METHODS: Five experienced listeners rated overall dysphonia severity in sustained vowels, continuous speech and concatenated speech samples elicited by 39 subjects with various voice disorders and degrees of hoarseness.
RESULTS: Data confirmed that sustained vowels are rated significantly more dysphonic than continuous speech. Furthermore, dysphonia severity in concatenated speech samples is least determined by the sustained vowel. Finally, no significant difference was found in inter-rater reliability between dysphonia severity ratings of sustained vowels versus continuous speech.
CONCLUSION: Based upon the results, both types of speech/voice tasks (i.e., sustained vowel and continuous speech) should be elicited and judged by clinicians in the auditory-perceptual rating of dysphonia severity.

Keywords: Auditory perception; Voice quality; Evaluation; Dysphonia; Phonetics.


OBJETIVO: A avaliação perceptivo-auditiva da disfonia pode ser influenciada pelo tipo de tarefa utilizada para eliciar o julgamento clínico, como vogais sustentadas versus fala. Este estudo explorou a classificação da intensidade de disfonia, analisando (a) as diferenças encontradas entre os resultados das tarefas de voz e fala, (b) a influência da tarefa usando estímulos combinados de vogais sustentadas e fala, e (c) as diferenças na confiabilidade interavaliadores de acordo com as tarefas analisadas.
MÉTODOS: Cinco avaliadores experientes classificaram a intensidade da disfonia em amostras de vogais sustentadas e fala encadeada de 39 sujeitos com vários distúrbios vocais e diferentes graus de alteração.
RESULTADOS: Os dados confirmaram que as vogais sustentadas foram avaliadas como mais desviadas em relação às tarefas de fala. Além disso, a intensidade da disfonia em amostras de fala concatenada é menos influenciada pela vogal sustentada. Finalmente, não houve diferenças na confiabilidade interavaliadores entre as classificações da intensidade da disfonia quando comparados os resultados da análise de vogais sustentadas e fala.
CONCLUSÃO: Com base nos resultados, os dois tipos de tarefas (vogal sustentada e fala) devem ser utilizados para o julgamento clínico na avaliação perceptivo-auditiva da intensidade da disfonia.

Descritores: Percepção auditiva; Qualidade vocal; Avaliação; Disfonia; Fonética.

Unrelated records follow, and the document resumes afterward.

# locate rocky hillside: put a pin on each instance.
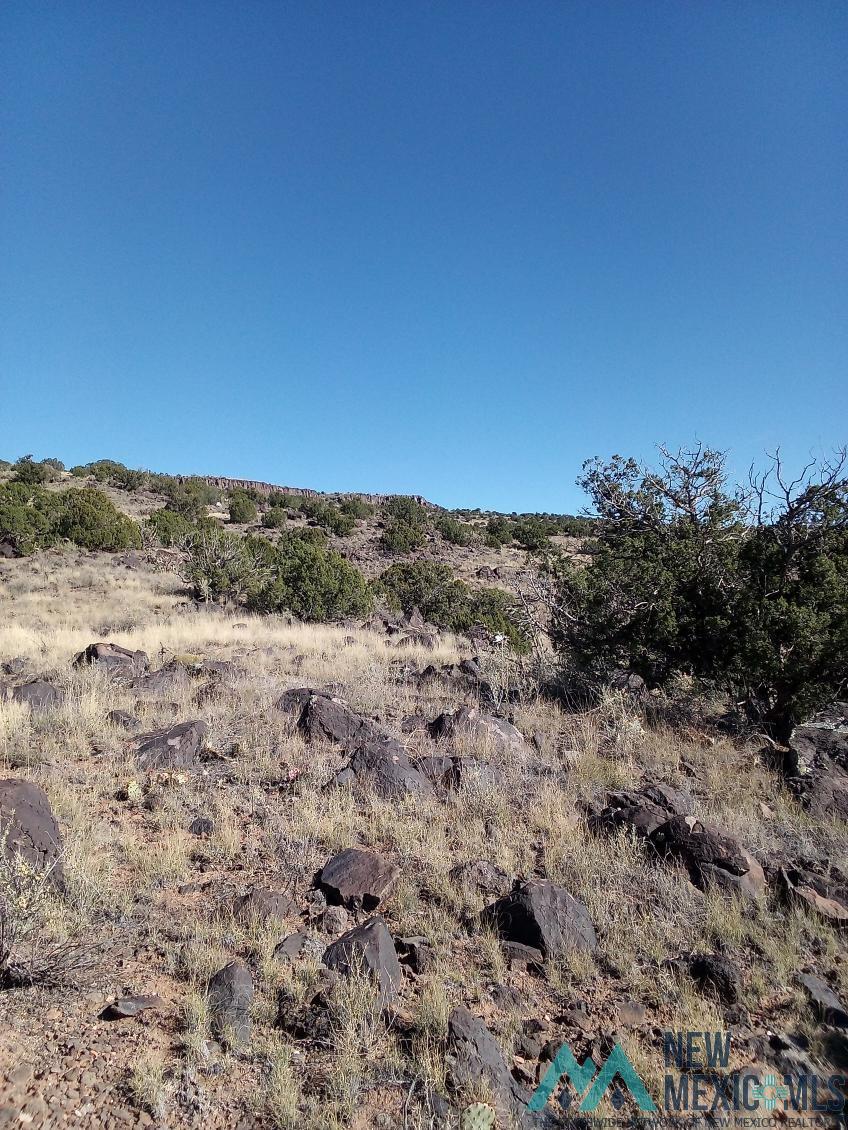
(264, 874)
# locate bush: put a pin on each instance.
(356, 507)
(170, 528)
(401, 538)
(190, 497)
(91, 520)
(448, 602)
(745, 590)
(223, 566)
(456, 532)
(499, 532)
(337, 521)
(533, 533)
(275, 518)
(312, 582)
(29, 472)
(427, 585)
(242, 507)
(28, 515)
(405, 510)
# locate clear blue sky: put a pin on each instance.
(448, 248)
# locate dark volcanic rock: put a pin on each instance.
(118, 662)
(175, 748)
(828, 1007)
(130, 1006)
(641, 811)
(173, 678)
(709, 857)
(357, 878)
(368, 948)
(31, 828)
(384, 766)
(544, 916)
(39, 695)
(230, 996)
(486, 729)
(320, 715)
(818, 762)
(264, 905)
(483, 876)
(297, 945)
(717, 974)
(475, 1061)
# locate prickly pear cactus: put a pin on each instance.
(477, 1117)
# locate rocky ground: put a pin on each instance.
(338, 877)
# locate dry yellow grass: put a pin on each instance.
(129, 854)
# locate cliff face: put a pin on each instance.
(265, 488)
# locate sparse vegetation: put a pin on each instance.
(449, 602)
(149, 887)
(242, 507)
(745, 589)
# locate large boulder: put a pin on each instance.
(383, 765)
(321, 715)
(118, 662)
(818, 762)
(710, 857)
(175, 748)
(641, 813)
(476, 1063)
(357, 878)
(543, 916)
(29, 829)
(368, 949)
(230, 994)
(467, 722)
(171, 679)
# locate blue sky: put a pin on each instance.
(450, 248)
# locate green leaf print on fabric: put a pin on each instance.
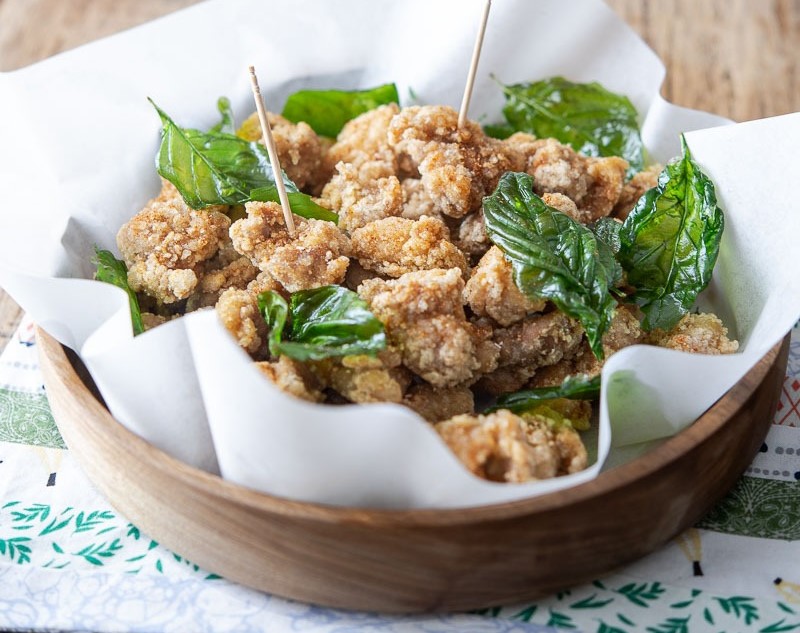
(26, 419)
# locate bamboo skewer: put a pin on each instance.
(273, 153)
(473, 67)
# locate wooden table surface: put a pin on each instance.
(739, 58)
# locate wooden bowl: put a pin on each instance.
(418, 560)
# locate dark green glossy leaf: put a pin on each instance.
(327, 111)
(553, 256)
(113, 271)
(593, 120)
(209, 168)
(574, 388)
(670, 241)
(226, 124)
(327, 321)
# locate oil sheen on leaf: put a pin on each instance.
(553, 256)
(670, 242)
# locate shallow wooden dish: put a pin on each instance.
(419, 560)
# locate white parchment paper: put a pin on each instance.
(76, 162)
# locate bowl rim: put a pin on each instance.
(670, 450)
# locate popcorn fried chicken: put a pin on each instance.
(395, 246)
(696, 333)
(491, 291)
(504, 447)
(424, 318)
(165, 246)
(317, 256)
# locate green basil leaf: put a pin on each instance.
(113, 271)
(670, 242)
(210, 168)
(327, 321)
(226, 124)
(553, 256)
(593, 120)
(578, 387)
(326, 111)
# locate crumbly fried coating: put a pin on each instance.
(239, 313)
(292, 377)
(165, 246)
(472, 237)
(491, 291)
(593, 184)
(458, 166)
(424, 318)
(395, 246)
(634, 189)
(363, 194)
(504, 447)
(364, 139)
(300, 150)
(696, 333)
(436, 405)
(317, 256)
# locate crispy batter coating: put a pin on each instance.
(634, 189)
(165, 246)
(361, 195)
(504, 447)
(299, 148)
(593, 184)
(239, 313)
(491, 291)
(425, 319)
(436, 405)
(364, 139)
(696, 333)
(317, 256)
(395, 246)
(292, 377)
(458, 166)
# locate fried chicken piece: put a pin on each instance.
(239, 313)
(624, 330)
(361, 195)
(701, 333)
(165, 246)
(593, 184)
(436, 405)
(458, 166)
(395, 246)
(317, 256)
(424, 318)
(491, 291)
(635, 189)
(364, 139)
(472, 237)
(292, 377)
(504, 447)
(300, 150)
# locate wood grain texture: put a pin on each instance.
(738, 58)
(422, 560)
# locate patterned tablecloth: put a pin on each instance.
(69, 561)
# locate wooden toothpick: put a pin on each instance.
(473, 67)
(273, 153)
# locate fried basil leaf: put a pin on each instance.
(326, 111)
(593, 120)
(226, 124)
(113, 271)
(210, 168)
(578, 387)
(553, 256)
(670, 241)
(323, 322)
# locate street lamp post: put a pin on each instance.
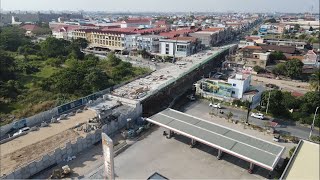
(268, 103)
(312, 125)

Voice quality has been described as a poorly defined term "that includes all the leftover perceptions after pitch, loudness and phonetic category have been identified"(1). Consequently, it includes all perceptual dimensions of the spectral envelope and its changes in time(2). Voice quality is often viewed on a continuum with normal voice quality at one end of the continuum, and extreme dysphonia, at the other end. However, there are myriad types of voice qualities. For instance, disordered voice may be the result of insufficient vocal fold adduction during phonation, resulting in audible air leakage through the glottis. The auditory-perceptual correlate of this air turbulence is breathiness(2-4). Voice quality may also be disordered as a consequence of irregularity in the vibration of the vocal folds. In this case, irregular fluctuations in the frequency, the amplitude and/or the oscillation pattern of the vocal fold vibrations give rise to the auditory perception of roughness(2-4). Voice quality is thus a perceptual construct arising from the many cognitive processes and responses upon hearing a voice signal(5). The primary approach to assess voice quality in the clinic is the auditory-perceptual evaluation of the type (i.e., voice quality) and severity (i.e., degree) of dysphonia. Listener rating protocols to standardize and quantify this evaluation have been established and popularized including the ordinal four-point scales (i.e., Grade or G, Roughness or R, Breathiness or B, Asthenicity or A, and Strain or S) of the Committee for Phonatory Function Tests of the Japanese Society of Logopedics and Phoniatrics(3), and the hybrid scales from the Consensus Auditory-Perceptual Evaluation of Voice (i.e., CAPE-V) of the Special Interest Division 3 on Voice and Voice Disorders from the American Speech-Language-Hearing Association(6,7).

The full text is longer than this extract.